As politics, the message is even worse than the economics. Cut Medicaid and Medicare to fund tax cuts? Isn’t that the issue that returned Bill Clinton to the White House in 1996? Don’t all the polls show that Medicare and even Medicaid are popular, and that more tax cuts for the wealthiest Americans are not? Isn’t this a formula for a GOP bloodbath in 2012? And if the plan did somehow become law, is it not a formula for an economy in the 2010s that will underperform for most people in the same way that the economy of the 2000s underperformed for most people?
Those are the questions that will worry economists and swing voters alike.
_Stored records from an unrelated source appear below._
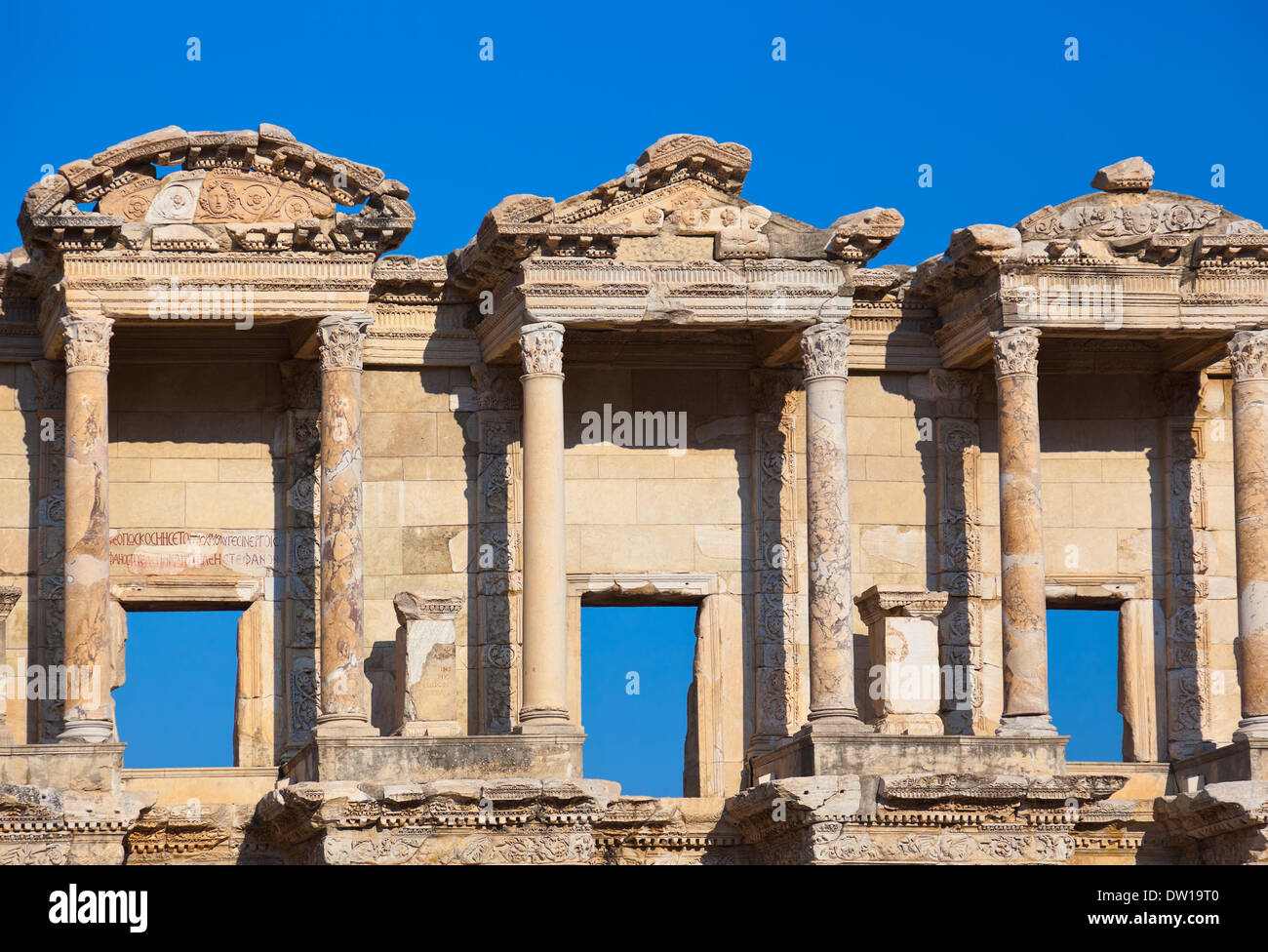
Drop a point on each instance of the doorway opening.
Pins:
(1083, 681)
(177, 706)
(637, 678)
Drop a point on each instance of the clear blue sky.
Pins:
(869, 93)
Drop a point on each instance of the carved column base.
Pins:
(1026, 726)
(87, 732)
(1251, 728)
(343, 726)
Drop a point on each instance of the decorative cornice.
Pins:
(883, 601)
(824, 351)
(341, 338)
(1248, 355)
(1015, 351)
(87, 339)
(541, 346)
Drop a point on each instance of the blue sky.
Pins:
(869, 93)
(981, 93)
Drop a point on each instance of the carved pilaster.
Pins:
(498, 580)
(777, 647)
(824, 350)
(959, 447)
(46, 715)
(544, 707)
(1248, 355)
(1023, 605)
(1187, 642)
(300, 388)
(89, 713)
(343, 691)
(9, 596)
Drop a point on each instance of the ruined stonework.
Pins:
(222, 389)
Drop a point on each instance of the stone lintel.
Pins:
(899, 601)
(66, 766)
(401, 758)
(1242, 760)
(819, 753)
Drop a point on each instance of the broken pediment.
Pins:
(1127, 219)
(680, 202)
(252, 190)
(218, 195)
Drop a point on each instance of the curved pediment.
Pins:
(250, 190)
(1127, 218)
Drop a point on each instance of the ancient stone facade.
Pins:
(217, 389)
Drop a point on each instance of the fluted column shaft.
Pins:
(545, 647)
(827, 486)
(341, 512)
(1021, 536)
(1248, 352)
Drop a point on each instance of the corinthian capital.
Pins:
(1248, 355)
(9, 597)
(87, 338)
(823, 350)
(341, 337)
(541, 346)
(1015, 351)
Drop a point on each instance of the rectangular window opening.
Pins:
(1083, 681)
(637, 667)
(177, 705)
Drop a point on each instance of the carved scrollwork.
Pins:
(341, 337)
(1248, 355)
(87, 339)
(1015, 351)
(541, 346)
(824, 350)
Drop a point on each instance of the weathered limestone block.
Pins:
(426, 664)
(905, 677)
(1220, 824)
(1125, 175)
(903, 817)
(1248, 355)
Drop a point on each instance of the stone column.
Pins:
(89, 715)
(827, 488)
(1021, 536)
(1248, 355)
(342, 669)
(545, 624)
(9, 596)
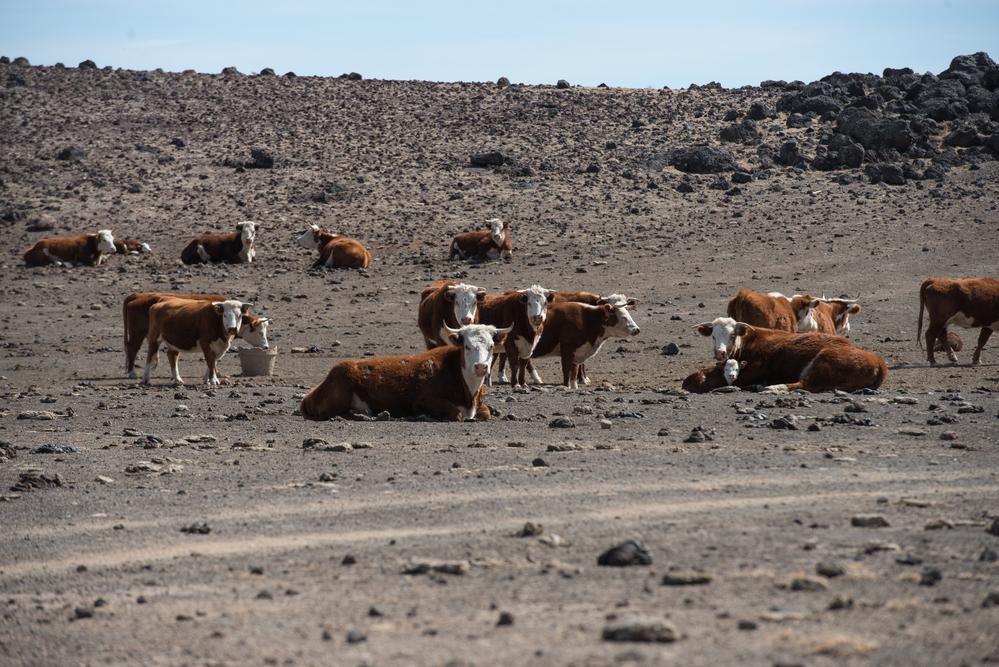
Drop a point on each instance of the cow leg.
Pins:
(983, 338)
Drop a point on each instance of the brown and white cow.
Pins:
(444, 383)
(722, 374)
(525, 310)
(969, 303)
(233, 248)
(135, 315)
(86, 249)
(575, 332)
(335, 250)
(186, 325)
(494, 243)
(447, 304)
(807, 361)
(131, 247)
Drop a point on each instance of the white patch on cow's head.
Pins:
(537, 299)
(310, 239)
(625, 325)
(724, 333)
(730, 369)
(254, 331)
(466, 300)
(232, 314)
(105, 242)
(495, 227)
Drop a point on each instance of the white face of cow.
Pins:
(232, 314)
(625, 325)
(310, 239)
(537, 299)
(496, 229)
(105, 242)
(724, 333)
(466, 300)
(254, 333)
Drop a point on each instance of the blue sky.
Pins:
(635, 44)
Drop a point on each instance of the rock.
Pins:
(640, 630)
(627, 553)
(686, 578)
(869, 521)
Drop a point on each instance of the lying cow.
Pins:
(233, 248)
(135, 315)
(575, 332)
(131, 247)
(811, 361)
(335, 250)
(186, 325)
(491, 244)
(447, 304)
(525, 310)
(86, 249)
(722, 374)
(445, 383)
(969, 303)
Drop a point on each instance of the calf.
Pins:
(86, 249)
(810, 361)
(772, 311)
(447, 304)
(131, 247)
(525, 310)
(233, 248)
(575, 332)
(491, 244)
(722, 374)
(335, 250)
(969, 303)
(184, 325)
(444, 383)
(135, 315)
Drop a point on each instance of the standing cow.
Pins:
(969, 303)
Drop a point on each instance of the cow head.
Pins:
(724, 333)
(730, 370)
(105, 242)
(310, 239)
(466, 300)
(232, 314)
(536, 298)
(619, 320)
(477, 342)
(253, 330)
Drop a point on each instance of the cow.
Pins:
(494, 243)
(184, 325)
(447, 304)
(773, 310)
(233, 248)
(811, 362)
(335, 250)
(575, 332)
(722, 374)
(86, 249)
(131, 247)
(444, 383)
(969, 303)
(135, 315)
(525, 310)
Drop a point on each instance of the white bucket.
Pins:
(257, 361)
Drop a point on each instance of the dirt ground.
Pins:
(193, 527)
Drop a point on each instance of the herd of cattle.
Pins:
(767, 340)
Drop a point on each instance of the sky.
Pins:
(631, 44)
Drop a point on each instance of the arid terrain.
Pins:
(163, 525)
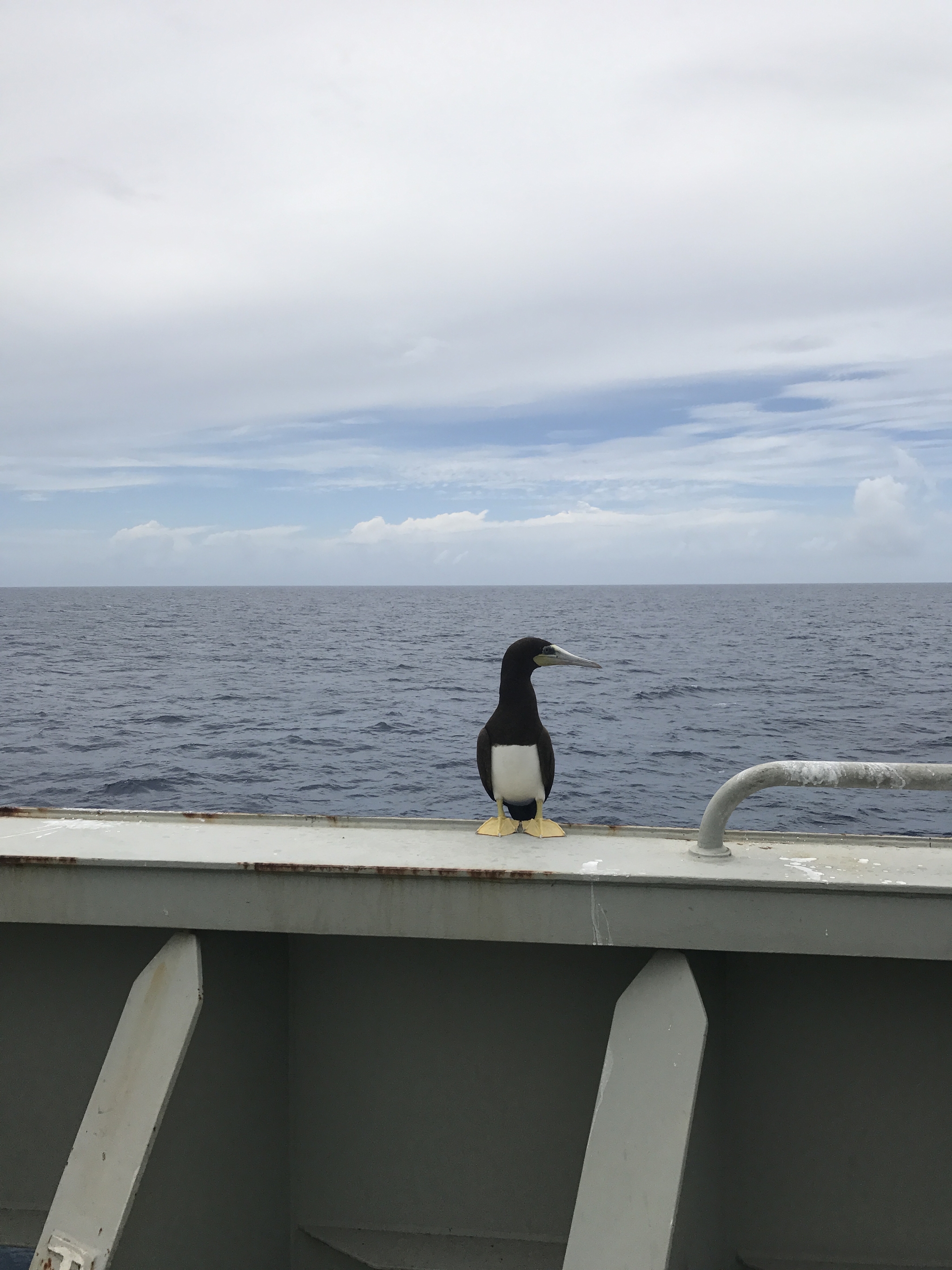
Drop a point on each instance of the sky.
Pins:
(501, 294)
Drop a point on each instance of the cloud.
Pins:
(339, 207)
(881, 519)
(620, 285)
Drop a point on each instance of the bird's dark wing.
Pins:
(484, 760)
(546, 760)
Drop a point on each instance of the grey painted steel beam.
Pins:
(122, 1119)
(635, 1157)
(820, 775)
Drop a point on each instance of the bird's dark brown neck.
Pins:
(516, 720)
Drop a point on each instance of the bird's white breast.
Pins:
(517, 775)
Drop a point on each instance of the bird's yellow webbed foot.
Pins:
(499, 826)
(540, 828)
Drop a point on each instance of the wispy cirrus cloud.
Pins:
(652, 284)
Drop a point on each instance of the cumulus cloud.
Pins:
(883, 521)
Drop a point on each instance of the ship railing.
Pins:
(812, 774)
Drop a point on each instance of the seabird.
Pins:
(515, 751)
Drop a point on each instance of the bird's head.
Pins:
(526, 654)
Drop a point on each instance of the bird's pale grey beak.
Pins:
(556, 656)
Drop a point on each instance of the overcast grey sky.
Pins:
(498, 293)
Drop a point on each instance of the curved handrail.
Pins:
(867, 777)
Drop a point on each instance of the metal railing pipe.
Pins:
(827, 775)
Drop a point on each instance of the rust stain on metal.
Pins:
(395, 871)
(39, 860)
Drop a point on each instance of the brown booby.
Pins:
(515, 751)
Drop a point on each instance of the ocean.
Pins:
(367, 700)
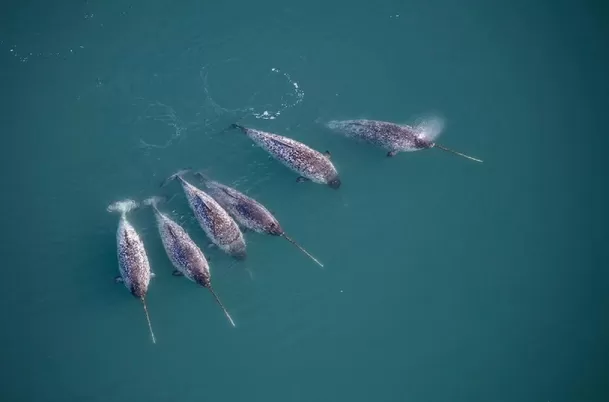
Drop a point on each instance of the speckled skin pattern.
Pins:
(132, 259)
(248, 212)
(390, 136)
(218, 225)
(301, 159)
(184, 254)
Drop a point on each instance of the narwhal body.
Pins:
(217, 224)
(300, 158)
(393, 137)
(184, 254)
(133, 263)
(248, 212)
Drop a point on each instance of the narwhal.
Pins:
(184, 254)
(248, 212)
(217, 224)
(310, 164)
(394, 137)
(133, 262)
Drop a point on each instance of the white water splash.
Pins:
(269, 112)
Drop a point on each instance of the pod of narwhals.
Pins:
(225, 213)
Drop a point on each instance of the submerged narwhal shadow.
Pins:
(186, 257)
(393, 137)
(217, 224)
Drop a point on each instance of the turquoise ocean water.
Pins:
(445, 280)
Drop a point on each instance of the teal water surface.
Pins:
(445, 280)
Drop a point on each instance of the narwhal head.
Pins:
(334, 182)
(237, 250)
(274, 229)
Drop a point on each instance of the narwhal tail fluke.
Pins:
(174, 176)
(303, 250)
(148, 319)
(222, 306)
(122, 206)
(456, 153)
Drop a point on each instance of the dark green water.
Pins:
(446, 280)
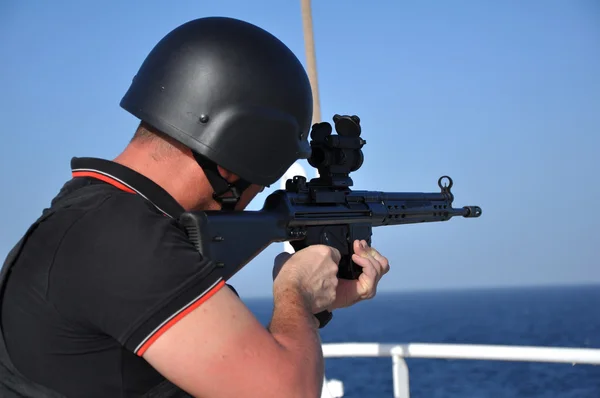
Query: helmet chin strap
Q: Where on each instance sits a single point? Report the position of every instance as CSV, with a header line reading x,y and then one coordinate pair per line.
x,y
221,185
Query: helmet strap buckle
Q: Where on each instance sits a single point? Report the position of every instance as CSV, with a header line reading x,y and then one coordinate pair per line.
x,y
220,185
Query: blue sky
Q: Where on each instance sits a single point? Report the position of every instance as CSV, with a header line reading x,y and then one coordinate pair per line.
x,y
502,96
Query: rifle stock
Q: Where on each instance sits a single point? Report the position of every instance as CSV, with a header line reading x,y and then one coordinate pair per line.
x,y
322,211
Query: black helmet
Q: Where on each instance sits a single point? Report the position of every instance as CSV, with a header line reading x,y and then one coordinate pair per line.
x,y
231,92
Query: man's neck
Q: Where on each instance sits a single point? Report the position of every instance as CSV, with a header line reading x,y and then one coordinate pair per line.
x,y
176,175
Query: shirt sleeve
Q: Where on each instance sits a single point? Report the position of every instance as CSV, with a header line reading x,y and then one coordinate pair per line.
x,y
130,272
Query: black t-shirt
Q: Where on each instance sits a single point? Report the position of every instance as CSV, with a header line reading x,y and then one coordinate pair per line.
x,y
99,281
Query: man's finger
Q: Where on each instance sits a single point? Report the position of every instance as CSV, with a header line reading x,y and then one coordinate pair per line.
x,y
280,259
385,265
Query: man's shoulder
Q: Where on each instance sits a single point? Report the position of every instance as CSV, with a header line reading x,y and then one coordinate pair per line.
x,y
104,204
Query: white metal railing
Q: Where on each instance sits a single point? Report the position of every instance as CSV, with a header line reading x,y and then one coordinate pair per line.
x,y
398,352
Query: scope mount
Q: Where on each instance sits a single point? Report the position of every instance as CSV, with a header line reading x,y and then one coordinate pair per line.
x,y
335,156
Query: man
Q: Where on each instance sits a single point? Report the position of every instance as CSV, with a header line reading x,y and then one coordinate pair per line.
x,y
106,297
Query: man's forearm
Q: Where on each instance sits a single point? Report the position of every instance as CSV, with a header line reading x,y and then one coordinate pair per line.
x,y
295,328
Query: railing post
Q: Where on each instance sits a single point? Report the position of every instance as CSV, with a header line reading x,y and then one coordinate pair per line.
x,y
400,375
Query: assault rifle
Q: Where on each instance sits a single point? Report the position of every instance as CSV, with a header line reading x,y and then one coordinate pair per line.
x,y
322,211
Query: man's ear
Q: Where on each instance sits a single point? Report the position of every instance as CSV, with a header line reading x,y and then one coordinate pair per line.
x,y
228,175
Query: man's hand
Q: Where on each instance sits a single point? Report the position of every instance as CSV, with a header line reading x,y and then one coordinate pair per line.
x,y
349,292
311,271
374,266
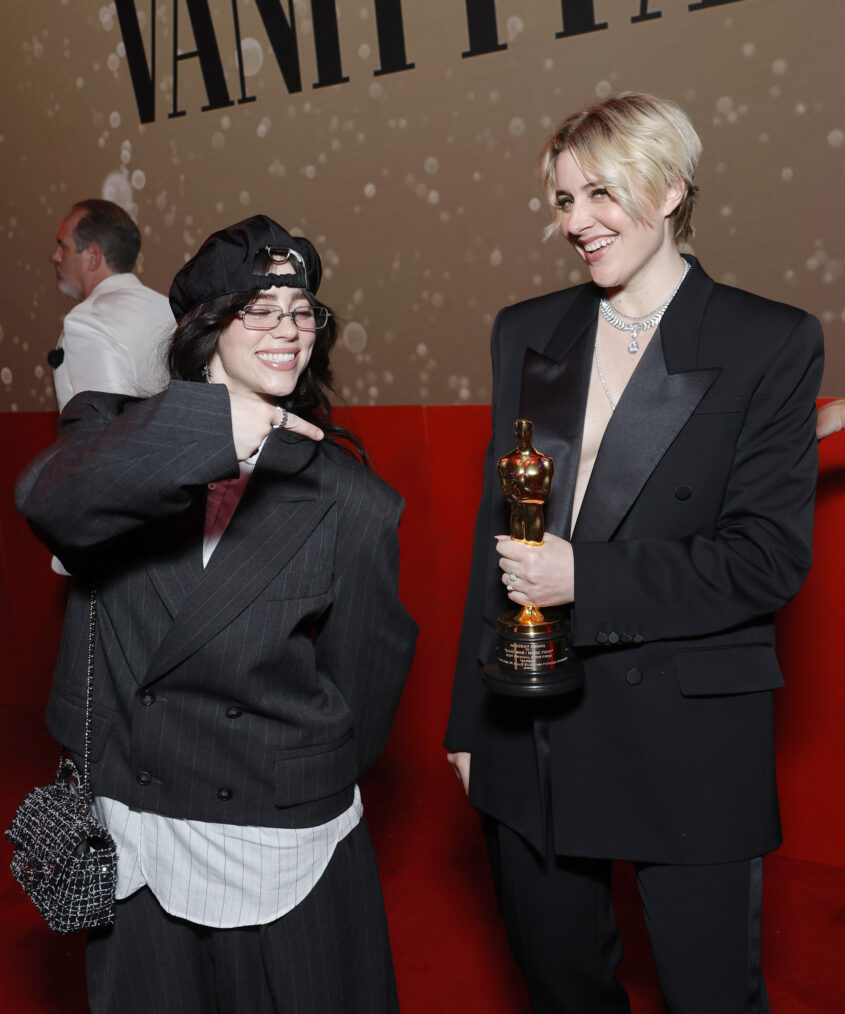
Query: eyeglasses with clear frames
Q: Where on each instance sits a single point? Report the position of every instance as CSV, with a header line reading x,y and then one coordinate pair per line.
x,y
265,316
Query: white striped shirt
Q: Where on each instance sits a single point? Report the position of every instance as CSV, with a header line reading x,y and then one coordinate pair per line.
x,y
217,874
But the plan is not written for economists and swing voters. It is written for the GOP core. Yet one has to wonder: What happens to a party that invests so much energy talking to itself? I am reminded again of the best anecdote in Karen Hughes’ memoir, "Ten Minutes From Normal."
Walking on the beach one day, the former Bush communications director noticed a small plane trawling a huge advertising banner. The banner read something like: “Jill come back. I am miserable without you. Jack.” Hughes thought: “Bad message, Jack. Too much about you, not enough about her.”
That’s advice Republicans should ponder as they absorb Paul Ryan’s inward-focused budget ideas.